Посоветовались на правлении и мне, как комсомольцу, поручают — все таинства у старика выведать. А председатель еще дополнительный наказ сформулировал:
— Ты, — говорит, — не очень там торопись с учебой. Про себя свои знания держи, Лукичу вид подавай, что не разбираешься пока. Пусть старик поживет.
Ох, и досталось мне от Лукича. Объяснит он мне что, я мигом соображу, а делаю вид, что не понял. Он и так и эдак надо мной бьется, как-то даже не выдержал, подзатыльник влепил.
— Ты, — говорю, — дед, не дерись очень-то. Я, между прочим, комсомольское поручение выполняю.
А тот руку, об меня зашибленную, потирает и, не моргнув глазом, отвечает:
— Я, — говорит, — как беспартийный большевик тебя уму-разуму учу. Большевик завсегда комсомольцу подзатыльник дать имеет право, если тот заслуживает.
Ну вот так тянул-тянул я, а Лукич злится, но живет. Лет пять жил. Потом, видно, невмоготу стало, помер на покров.
Тогда приставили меня к лошадям. По вечерам да воскресеньям валенки катаю, шубы шью, а остальное время колхозным коням отдаю. Так привык я к ним, а они ко мне, что когда расставались, верите или нет, и меня, и их слеза прошибла. Лошадь, она ведь умная скотина, все понимает.

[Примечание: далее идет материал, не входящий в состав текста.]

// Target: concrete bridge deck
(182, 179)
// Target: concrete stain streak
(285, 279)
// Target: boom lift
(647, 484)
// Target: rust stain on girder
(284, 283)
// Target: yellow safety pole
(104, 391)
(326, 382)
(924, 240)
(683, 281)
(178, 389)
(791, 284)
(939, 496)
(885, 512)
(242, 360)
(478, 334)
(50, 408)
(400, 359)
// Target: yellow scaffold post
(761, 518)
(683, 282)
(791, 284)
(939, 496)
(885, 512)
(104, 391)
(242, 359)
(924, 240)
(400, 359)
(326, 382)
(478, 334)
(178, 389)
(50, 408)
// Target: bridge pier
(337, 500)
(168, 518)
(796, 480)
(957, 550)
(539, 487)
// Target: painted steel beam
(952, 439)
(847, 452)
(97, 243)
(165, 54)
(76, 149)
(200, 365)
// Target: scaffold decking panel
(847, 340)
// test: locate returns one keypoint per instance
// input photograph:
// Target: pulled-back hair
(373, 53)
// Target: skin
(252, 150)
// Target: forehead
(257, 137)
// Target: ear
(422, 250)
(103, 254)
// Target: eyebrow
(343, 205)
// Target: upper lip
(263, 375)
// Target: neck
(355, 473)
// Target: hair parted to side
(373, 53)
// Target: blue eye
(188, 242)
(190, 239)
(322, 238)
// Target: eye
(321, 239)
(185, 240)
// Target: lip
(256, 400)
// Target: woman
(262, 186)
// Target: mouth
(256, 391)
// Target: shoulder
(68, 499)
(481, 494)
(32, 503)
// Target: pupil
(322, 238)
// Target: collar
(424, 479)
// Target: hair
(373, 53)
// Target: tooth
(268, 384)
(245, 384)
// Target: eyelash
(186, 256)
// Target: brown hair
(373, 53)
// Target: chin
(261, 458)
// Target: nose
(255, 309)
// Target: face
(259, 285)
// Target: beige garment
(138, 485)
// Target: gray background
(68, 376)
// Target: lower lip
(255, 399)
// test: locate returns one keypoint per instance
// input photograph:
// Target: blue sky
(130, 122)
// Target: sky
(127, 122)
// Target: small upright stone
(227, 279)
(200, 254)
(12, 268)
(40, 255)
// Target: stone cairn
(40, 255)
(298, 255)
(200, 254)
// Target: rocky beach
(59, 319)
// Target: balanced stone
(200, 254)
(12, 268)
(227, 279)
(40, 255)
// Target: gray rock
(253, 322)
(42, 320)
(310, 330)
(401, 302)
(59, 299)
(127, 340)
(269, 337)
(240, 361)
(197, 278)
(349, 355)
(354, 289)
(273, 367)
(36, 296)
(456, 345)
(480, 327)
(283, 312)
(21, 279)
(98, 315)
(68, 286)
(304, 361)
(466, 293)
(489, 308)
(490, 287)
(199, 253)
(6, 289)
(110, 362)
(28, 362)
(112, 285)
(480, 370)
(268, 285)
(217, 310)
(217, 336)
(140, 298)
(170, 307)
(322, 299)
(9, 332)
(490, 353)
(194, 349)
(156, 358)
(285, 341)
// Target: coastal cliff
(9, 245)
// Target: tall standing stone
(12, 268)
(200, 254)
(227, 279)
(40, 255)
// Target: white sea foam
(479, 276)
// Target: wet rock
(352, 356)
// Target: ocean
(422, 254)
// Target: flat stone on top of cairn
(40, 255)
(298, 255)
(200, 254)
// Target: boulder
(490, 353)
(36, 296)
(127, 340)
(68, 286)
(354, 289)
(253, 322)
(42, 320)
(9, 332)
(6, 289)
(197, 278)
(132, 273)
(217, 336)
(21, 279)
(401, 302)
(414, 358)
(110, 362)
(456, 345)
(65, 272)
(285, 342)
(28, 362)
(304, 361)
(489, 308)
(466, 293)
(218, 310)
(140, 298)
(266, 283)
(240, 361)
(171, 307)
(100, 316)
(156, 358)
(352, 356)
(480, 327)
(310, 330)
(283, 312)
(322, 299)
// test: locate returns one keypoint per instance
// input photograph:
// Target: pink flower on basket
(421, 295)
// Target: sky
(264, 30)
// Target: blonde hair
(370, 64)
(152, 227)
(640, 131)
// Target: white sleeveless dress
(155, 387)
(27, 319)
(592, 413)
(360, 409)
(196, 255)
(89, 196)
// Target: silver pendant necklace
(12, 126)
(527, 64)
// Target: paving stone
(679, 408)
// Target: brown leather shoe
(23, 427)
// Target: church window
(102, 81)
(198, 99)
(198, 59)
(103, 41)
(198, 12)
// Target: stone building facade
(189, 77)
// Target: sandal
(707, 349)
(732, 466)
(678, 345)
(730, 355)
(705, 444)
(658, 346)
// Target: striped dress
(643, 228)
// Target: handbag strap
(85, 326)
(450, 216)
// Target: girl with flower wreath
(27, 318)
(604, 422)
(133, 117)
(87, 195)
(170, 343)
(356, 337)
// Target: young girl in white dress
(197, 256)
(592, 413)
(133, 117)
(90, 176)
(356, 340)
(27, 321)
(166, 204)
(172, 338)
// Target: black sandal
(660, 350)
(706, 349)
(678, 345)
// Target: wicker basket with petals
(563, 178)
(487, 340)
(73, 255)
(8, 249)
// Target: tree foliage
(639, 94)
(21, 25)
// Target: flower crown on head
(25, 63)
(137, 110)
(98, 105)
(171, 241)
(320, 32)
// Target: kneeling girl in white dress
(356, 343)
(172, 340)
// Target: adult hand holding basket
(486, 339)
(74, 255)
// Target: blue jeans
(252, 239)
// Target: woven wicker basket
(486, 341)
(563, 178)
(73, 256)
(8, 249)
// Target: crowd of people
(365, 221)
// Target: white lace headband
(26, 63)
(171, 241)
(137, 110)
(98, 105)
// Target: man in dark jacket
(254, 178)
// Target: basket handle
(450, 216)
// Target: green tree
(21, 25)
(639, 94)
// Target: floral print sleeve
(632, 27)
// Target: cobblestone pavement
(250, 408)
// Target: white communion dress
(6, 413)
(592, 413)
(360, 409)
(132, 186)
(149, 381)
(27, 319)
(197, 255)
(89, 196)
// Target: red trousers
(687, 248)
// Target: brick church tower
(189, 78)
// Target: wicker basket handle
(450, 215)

А покинул я их по такому случаю. Стала в нашу колхозную жизнь техника вторгаться. То там, то здесь затарахтит. Вот и стал я призадумываться. Как ни раскину, все выходит, что будущее не за живностью, а за машинами. Да и девки на нас, скотников, внимание перестали обращать. Им тракториста или комбайнера подавай.